What is the Justice Reference Architecture and how do I use it?

The Justice Reference Architecture (JRA) consists of two principle sets of information:  a reference architecture that defines standard terminology and concepts for understanding a service-oriented approach to information sharing, and a set of documents that evolve JRA concepts into guidelines about how to design and implement information exchanges.
The JRA is a deliverable of the Global Infrastructure/Standards Working Group (GISWG).
The JRA is based on the OASIS Reference Model for Service-Oriented Architecture (SOA-RM).  The SOA-RM provides vendor-neutral, standard definitions of concepts involved in information exchange and system integration.  (Actually, the SOA-RM is sufficiently general to support exchange between and integration among non-computer entities, but the JRA applies the concepts only to system integration.)

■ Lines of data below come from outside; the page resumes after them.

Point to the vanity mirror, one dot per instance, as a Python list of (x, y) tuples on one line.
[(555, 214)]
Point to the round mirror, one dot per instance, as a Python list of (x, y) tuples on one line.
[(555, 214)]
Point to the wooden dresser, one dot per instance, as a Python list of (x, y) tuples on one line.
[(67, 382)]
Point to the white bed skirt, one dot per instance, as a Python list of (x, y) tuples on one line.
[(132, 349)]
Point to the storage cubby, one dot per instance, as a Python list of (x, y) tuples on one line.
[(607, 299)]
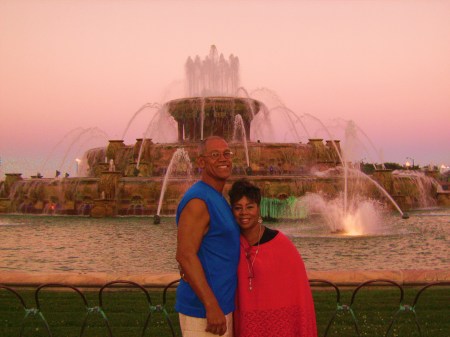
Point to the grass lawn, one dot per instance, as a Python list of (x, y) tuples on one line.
[(126, 312)]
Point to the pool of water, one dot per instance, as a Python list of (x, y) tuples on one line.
[(134, 245)]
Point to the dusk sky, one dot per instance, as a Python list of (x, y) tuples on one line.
[(68, 67)]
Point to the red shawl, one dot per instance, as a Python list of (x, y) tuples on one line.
[(280, 303)]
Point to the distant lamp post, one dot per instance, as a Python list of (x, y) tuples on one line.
[(408, 164), (78, 161)]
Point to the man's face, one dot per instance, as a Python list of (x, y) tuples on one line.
[(214, 163)]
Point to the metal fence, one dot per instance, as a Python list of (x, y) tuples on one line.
[(161, 309)]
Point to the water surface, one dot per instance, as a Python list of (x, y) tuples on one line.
[(134, 245)]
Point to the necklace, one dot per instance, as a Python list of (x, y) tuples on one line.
[(250, 261)]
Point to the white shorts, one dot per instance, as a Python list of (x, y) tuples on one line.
[(195, 327)]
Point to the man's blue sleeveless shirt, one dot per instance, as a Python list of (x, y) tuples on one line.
[(218, 253)]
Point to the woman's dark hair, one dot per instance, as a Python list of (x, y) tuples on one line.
[(244, 188)]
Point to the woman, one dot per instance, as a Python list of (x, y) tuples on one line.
[(273, 297)]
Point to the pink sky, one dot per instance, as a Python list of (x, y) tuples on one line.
[(65, 64)]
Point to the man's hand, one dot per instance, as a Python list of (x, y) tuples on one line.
[(216, 321)]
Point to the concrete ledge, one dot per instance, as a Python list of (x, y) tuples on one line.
[(402, 277), (339, 277)]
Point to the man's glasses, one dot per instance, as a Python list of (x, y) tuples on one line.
[(216, 155)]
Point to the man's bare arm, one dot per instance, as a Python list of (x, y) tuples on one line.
[(193, 224)]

They key innovation of the JRA is to introduce the concept of a service between two systems:  one that has a capability (called a "provider system"), and another ("consumer system") that needs to use that capability to achieve some business objective.  The capability can be simply providing information, or it can be a complex workflow or business process.  The service that sits between these two systems is defined by a formal model that documents clearly and specifically what the service does, as well as what information is needed to interact with the service.  In the JRA, the information model of the service is formed from NIEM- and GJXDM-conformant components.
The JRA also includes concepts that support the interaction between consumer systems and services, such as:  repositories to store and search service descriptions, infrastructure elements necessary to transmit information between systems, and technical standards for inter-system communication (called "service interaction profiles").
Specific guidelines currently under development include:  service interaction profiles for web services, MQ, file transfers, and ebXML; guidelines for modeling/describing services; guidelines for infrastructure capabilities; and guidelines for the identification of services.  GISWG is also developing guidelines for the management and governance of a service-oriented architecture.
Finally, the JRA will include a set of "reference services" that represent typical, common services that exist in justice.
There are two key use cases for the JRA.
The first use case involves an actor whose responsibility is to establish an architecture-that is, a set of standards and infrastructure capability requirements-for a justice information sharing initiative.  Often (but not always) this actor will be an architect or chief information officer, or equivalent.  The actor uses the JRA as a starting point for standardizing the terminology used to describe and understand information sharing in his/her enterprise.  The JRA will also provide baseline technical standards for the design and implementation of services, which the actor can modify as necessary to suit local business requirements.
The second use case involves separate jurisdictions using the set of "reference services" to establish interoperability between those jurisdictions.